Why are so many billionaires so eager to give money to institutions that clearly don’t need it?
Take billionaire hedge fund investor John Paulson. He’s famous mostly for his shrewdly structured bets against the US housing market, which paid off big when the US economy crashed hard in 2008 and 2009. Today he’s famous at Harvard University—he attended Harvard Business School—for having just written a $400 million check for an endowment at the Ivy League institution’s School of Engineering and Applied Science. That’s four times the amount he pledged to the Central Park Conservancy in 2012, and the largest gift Harvard has ever announced in the school’s nearly 400-year history. (Its previous record was the $350 million donation last year from the family of billionaire Hong Kong property investor Gerald Chan.)
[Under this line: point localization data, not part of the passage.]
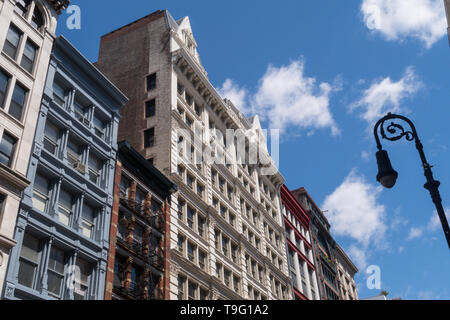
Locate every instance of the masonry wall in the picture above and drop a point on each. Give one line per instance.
(145, 45)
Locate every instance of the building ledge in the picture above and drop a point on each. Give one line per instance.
(16, 179)
(7, 242)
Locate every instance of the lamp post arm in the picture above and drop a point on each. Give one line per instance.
(397, 132)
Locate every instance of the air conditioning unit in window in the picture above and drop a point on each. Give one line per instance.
(79, 167)
(85, 121)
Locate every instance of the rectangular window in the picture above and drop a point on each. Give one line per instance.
(29, 56)
(18, 102)
(204, 294)
(124, 187)
(2, 201)
(4, 81)
(99, 127)
(149, 138)
(55, 271)
(150, 108)
(180, 212)
(65, 207)
(216, 239)
(180, 243)
(190, 217)
(202, 259)
(22, 7)
(190, 181)
(29, 261)
(95, 168)
(59, 94)
(219, 270)
(151, 82)
(7, 149)
(234, 253)
(200, 190)
(82, 280)
(138, 234)
(236, 282)
(225, 242)
(201, 226)
(227, 277)
(40, 193)
(189, 99)
(181, 285)
(87, 224)
(51, 137)
(192, 291)
(232, 219)
(12, 41)
(74, 155)
(191, 252)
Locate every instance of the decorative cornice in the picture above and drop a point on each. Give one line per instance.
(17, 180)
(59, 5)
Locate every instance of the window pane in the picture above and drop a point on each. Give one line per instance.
(37, 21)
(12, 42)
(81, 279)
(58, 94)
(56, 261)
(4, 79)
(7, 147)
(99, 127)
(151, 82)
(30, 248)
(54, 283)
(17, 102)
(27, 271)
(150, 108)
(149, 138)
(22, 7)
(65, 199)
(88, 213)
(29, 56)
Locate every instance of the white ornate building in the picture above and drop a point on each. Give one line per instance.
(227, 233)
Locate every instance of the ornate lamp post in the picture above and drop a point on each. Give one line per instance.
(387, 176)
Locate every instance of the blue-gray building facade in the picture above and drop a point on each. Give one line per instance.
(62, 229)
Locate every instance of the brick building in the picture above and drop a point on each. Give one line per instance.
(324, 247)
(227, 234)
(139, 251)
(300, 252)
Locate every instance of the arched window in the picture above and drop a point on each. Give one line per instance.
(22, 7)
(37, 21)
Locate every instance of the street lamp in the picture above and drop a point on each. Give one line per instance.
(447, 10)
(387, 176)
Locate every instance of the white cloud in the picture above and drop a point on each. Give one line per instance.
(358, 256)
(397, 20)
(236, 94)
(385, 96)
(435, 222)
(353, 211)
(414, 233)
(286, 97)
(433, 225)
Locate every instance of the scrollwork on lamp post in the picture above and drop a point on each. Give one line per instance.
(387, 176)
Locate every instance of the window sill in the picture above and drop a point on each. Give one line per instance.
(29, 75)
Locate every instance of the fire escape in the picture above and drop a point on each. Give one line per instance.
(143, 282)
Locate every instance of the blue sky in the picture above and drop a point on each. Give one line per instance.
(323, 72)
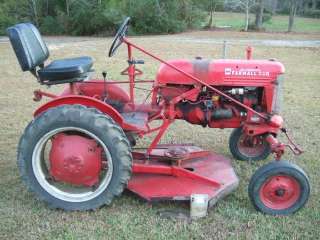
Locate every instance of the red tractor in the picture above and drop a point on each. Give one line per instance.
(78, 152)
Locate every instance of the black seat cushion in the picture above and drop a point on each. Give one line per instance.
(70, 68)
(28, 45)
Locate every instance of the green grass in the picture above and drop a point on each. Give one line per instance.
(22, 216)
(278, 23)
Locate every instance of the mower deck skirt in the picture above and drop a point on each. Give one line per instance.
(207, 173)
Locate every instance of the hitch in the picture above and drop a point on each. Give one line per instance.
(278, 147)
(293, 147)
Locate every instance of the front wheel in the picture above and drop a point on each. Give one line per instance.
(248, 148)
(74, 158)
(279, 188)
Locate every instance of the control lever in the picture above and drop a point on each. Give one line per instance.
(104, 75)
(136, 61)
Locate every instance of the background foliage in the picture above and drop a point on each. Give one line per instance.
(89, 17)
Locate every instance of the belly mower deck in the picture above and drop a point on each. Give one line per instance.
(174, 172)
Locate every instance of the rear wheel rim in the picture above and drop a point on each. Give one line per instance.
(41, 174)
(251, 147)
(280, 192)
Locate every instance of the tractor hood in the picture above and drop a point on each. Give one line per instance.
(225, 71)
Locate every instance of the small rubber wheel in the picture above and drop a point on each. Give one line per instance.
(247, 148)
(279, 188)
(92, 130)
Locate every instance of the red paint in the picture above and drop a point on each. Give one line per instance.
(216, 72)
(211, 174)
(182, 82)
(75, 160)
(280, 192)
(251, 146)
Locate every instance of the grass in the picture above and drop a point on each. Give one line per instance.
(22, 216)
(278, 23)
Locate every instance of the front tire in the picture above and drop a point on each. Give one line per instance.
(279, 188)
(76, 120)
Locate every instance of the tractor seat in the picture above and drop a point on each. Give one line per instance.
(32, 53)
(68, 68)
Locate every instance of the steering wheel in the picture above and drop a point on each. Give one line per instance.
(118, 39)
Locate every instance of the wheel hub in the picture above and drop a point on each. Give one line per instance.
(75, 160)
(280, 192)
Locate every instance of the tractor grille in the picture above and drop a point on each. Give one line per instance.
(278, 96)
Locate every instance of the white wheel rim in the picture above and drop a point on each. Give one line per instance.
(40, 175)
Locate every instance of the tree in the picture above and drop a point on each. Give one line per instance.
(209, 6)
(244, 5)
(259, 14)
(292, 13)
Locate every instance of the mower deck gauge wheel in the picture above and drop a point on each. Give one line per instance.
(279, 188)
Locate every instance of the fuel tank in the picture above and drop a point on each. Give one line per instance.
(229, 72)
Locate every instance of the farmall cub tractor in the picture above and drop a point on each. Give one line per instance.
(76, 154)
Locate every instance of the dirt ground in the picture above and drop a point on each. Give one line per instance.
(22, 216)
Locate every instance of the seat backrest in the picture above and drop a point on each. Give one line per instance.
(28, 45)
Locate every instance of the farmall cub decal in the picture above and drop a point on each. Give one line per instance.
(246, 72)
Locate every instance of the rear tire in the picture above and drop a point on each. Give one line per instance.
(93, 122)
(279, 188)
(243, 152)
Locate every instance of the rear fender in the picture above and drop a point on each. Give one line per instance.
(85, 101)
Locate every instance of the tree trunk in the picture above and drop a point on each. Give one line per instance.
(68, 8)
(212, 10)
(314, 4)
(247, 17)
(293, 10)
(259, 15)
(274, 6)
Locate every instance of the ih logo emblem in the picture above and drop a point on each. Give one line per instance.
(245, 72)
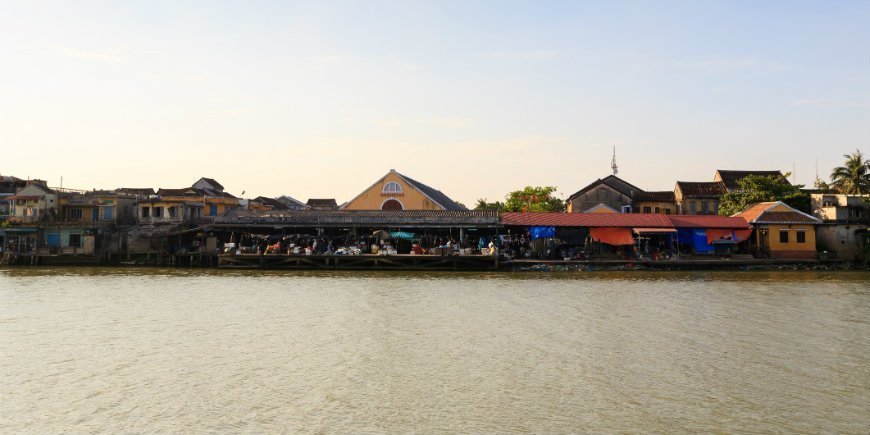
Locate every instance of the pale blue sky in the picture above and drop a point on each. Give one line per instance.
(319, 99)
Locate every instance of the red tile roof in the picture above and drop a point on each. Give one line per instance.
(761, 214)
(752, 213)
(701, 189)
(621, 220)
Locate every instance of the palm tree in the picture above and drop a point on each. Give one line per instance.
(854, 177)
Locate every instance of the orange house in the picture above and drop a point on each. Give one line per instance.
(780, 231)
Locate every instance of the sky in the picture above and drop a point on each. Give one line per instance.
(475, 98)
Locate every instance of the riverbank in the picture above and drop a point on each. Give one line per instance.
(424, 263)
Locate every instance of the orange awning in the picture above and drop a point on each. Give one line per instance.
(647, 231)
(612, 236)
(718, 234)
(741, 235)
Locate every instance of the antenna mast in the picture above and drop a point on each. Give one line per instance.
(613, 162)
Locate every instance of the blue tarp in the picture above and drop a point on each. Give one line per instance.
(696, 238)
(542, 232)
(404, 235)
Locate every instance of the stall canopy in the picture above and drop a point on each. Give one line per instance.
(612, 236)
(654, 231)
(542, 232)
(719, 235)
(403, 235)
(696, 238)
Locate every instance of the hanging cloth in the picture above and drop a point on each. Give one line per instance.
(612, 236)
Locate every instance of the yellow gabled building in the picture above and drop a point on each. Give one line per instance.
(395, 191)
(780, 231)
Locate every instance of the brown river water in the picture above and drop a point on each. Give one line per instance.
(193, 351)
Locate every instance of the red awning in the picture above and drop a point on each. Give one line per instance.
(718, 234)
(612, 236)
(741, 235)
(648, 231)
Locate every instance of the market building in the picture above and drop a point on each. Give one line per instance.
(659, 202)
(698, 197)
(610, 191)
(395, 191)
(845, 218)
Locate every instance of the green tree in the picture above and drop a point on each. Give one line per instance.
(821, 185)
(534, 198)
(854, 176)
(764, 188)
(483, 205)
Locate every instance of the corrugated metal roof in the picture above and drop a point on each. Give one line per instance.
(332, 218)
(612, 181)
(658, 196)
(585, 220)
(435, 194)
(762, 213)
(621, 220)
(708, 221)
(702, 188)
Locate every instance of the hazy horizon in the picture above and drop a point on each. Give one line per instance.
(476, 99)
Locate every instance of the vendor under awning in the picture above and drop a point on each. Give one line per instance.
(612, 236)
(719, 235)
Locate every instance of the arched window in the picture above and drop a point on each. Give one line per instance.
(392, 205)
(392, 187)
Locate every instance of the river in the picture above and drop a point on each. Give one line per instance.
(163, 350)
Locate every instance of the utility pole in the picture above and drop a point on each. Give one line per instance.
(613, 162)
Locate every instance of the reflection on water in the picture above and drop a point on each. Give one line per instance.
(169, 350)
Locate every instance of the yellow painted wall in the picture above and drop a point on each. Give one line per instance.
(792, 245)
(638, 207)
(373, 197)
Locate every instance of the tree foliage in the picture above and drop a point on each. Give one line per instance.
(854, 176)
(764, 188)
(483, 205)
(534, 199)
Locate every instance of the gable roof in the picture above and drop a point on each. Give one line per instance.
(701, 188)
(290, 201)
(657, 196)
(212, 182)
(322, 202)
(612, 181)
(140, 191)
(434, 195)
(274, 203)
(731, 177)
(601, 206)
(373, 218)
(186, 191)
(632, 220)
(763, 213)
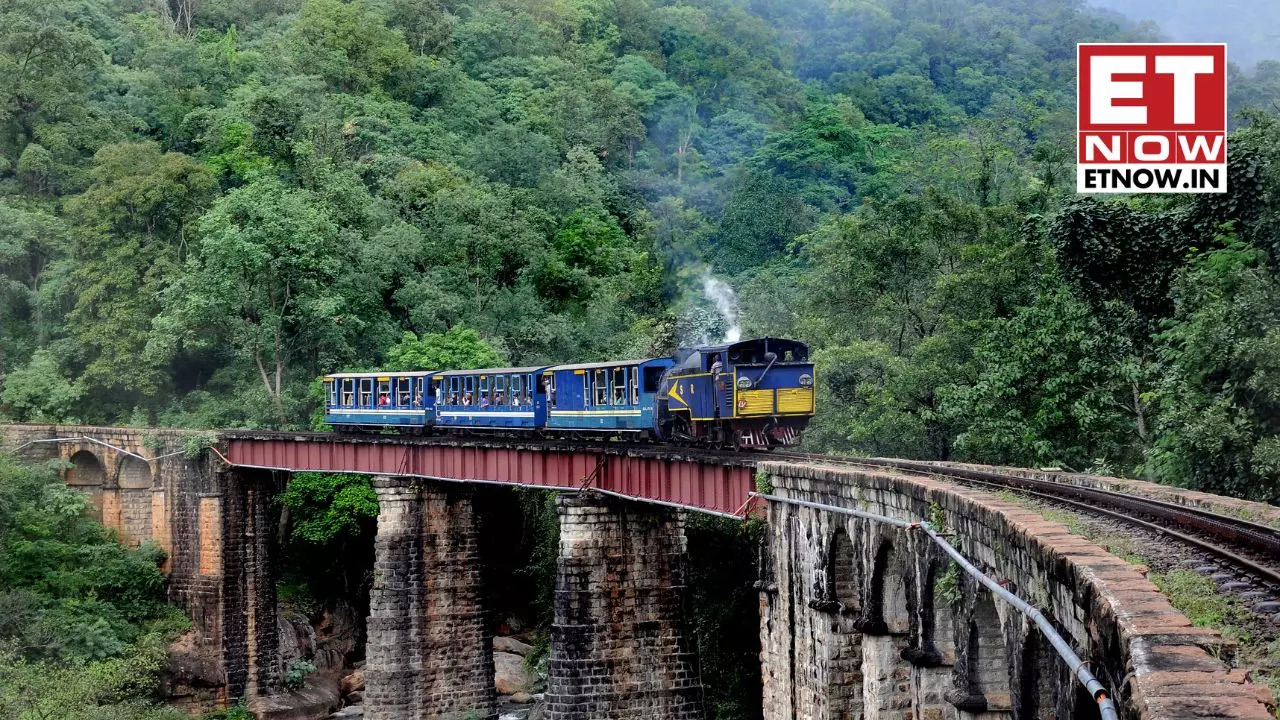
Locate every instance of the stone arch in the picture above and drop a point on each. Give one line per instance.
(87, 474)
(86, 470)
(938, 611)
(1036, 678)
(987, 657)
(133, 477)
(888, 598)
(845, 647)
(841, 573)
(935, 656)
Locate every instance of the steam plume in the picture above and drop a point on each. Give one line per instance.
(726, 304)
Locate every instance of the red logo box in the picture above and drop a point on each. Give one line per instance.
(1151, 118)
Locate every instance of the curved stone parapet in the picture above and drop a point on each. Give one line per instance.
(1233, 506)
(865, 619)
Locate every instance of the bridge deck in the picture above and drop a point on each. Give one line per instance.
(709, 482)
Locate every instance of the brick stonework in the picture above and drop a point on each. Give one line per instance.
(429, 652)
(963, 654)
(622, 646)
(216, 529)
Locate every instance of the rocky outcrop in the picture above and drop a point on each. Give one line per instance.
(510, 675)
(316, 700)
(193, 673)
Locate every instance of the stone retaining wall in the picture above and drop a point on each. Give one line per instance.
(964, 654)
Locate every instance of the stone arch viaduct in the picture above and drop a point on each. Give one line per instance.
(858, 619)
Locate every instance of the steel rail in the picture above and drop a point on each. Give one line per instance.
(1063, 492)
(1079, 669)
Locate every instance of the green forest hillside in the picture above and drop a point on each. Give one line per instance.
(206, 204)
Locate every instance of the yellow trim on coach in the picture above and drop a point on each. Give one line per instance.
(594, 413)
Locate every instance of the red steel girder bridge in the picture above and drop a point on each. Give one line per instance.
(717, 482)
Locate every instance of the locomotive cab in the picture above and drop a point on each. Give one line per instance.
(750, 393)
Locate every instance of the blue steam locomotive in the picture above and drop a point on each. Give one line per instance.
(748, 393)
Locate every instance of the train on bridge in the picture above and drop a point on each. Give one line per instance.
(752, 393)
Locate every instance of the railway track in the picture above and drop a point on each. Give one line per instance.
(1249, 547)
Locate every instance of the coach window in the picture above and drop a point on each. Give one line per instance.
(652, 378)
(620, 386)
(600, 384)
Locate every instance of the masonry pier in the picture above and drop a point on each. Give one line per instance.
(622, 643)
(429, 650)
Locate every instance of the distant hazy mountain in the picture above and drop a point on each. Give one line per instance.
(1249, 27)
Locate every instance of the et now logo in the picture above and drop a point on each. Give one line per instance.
(1151, 118)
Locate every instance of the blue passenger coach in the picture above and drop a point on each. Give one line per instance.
(502, 397)
(615, 396)
(378, 399)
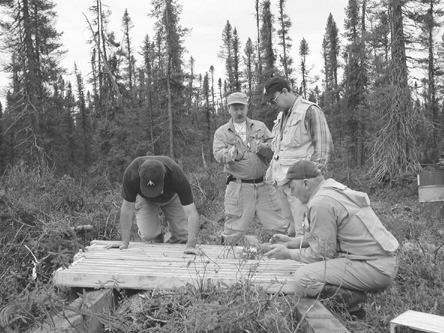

The rise of mega-donations goes beyond Harvard Yard, even if it is the Crimson fundraising squad that’s the best in the business. Donors gave roughly $37.5 billion to US colleges and universities in 2014. Harvard alone brought in $1.16 billion.
For what it’s worth, Harvard doesn’t really need the money. Its endowment stood at more than $36 billion as of June 2014, making it the largest such endowment in the country. And yet Harvard and other members of the university fundraising super-elite keep attracting a bigger and bigger share of the largesse earmarked for higher education. In 2000, the 10 universities most successful at fundraising captured roughly 14.5% of all voluntary donations made to US institutions of higher education. Today their share is up to 17.5%.
There are all sorts of reasons why people make donations. It can make them happy, for one thing, generating the “warm glow” linked to helping a good cause, as described by economist James Andreoni in the late 1980s. High-profile donations can be a great way to signal status. Oh, and in the US there are giant tax benefits tied to such donations, at both the federal and state level.
But as monster endowments continue to grow, policymakers need to reconsider whether this makes any sense.
Some tax exemptions for charitable giving are probably a good thing. But unlike private foundations, under US law doesn’t require public charities—a group that includes churches as well as colleges and universities—to meet a minimum payout ratio in order to qualify for tax exemptions. The argument has been made, including by Harvard Law School’s own Daniel Halperin, that this tax treatment could actually play a role in incentivizing the accumulation of large endowments. The thing is, this is not a desirable outcome.
The reason the government gives tax exemptions is that it wants the money raised to be spent on a public good, not stockpiled in a massive piggy bank where the money mainly is steered into investments specifically intended to help the fundraising institution earn even more money. If the money isn’t being spent any time soon, why should taxpayers continue to subsidize these donations?
Finding a solution to this problem would be tricky. Requiring a minimum level of payouts, for example, would be too blunt an instrument, limiting the flexibility endowments need to manage in bad years for investment returns. But it finally might be time to at least consider a tax on “excess endowments,” as some experts have suggested.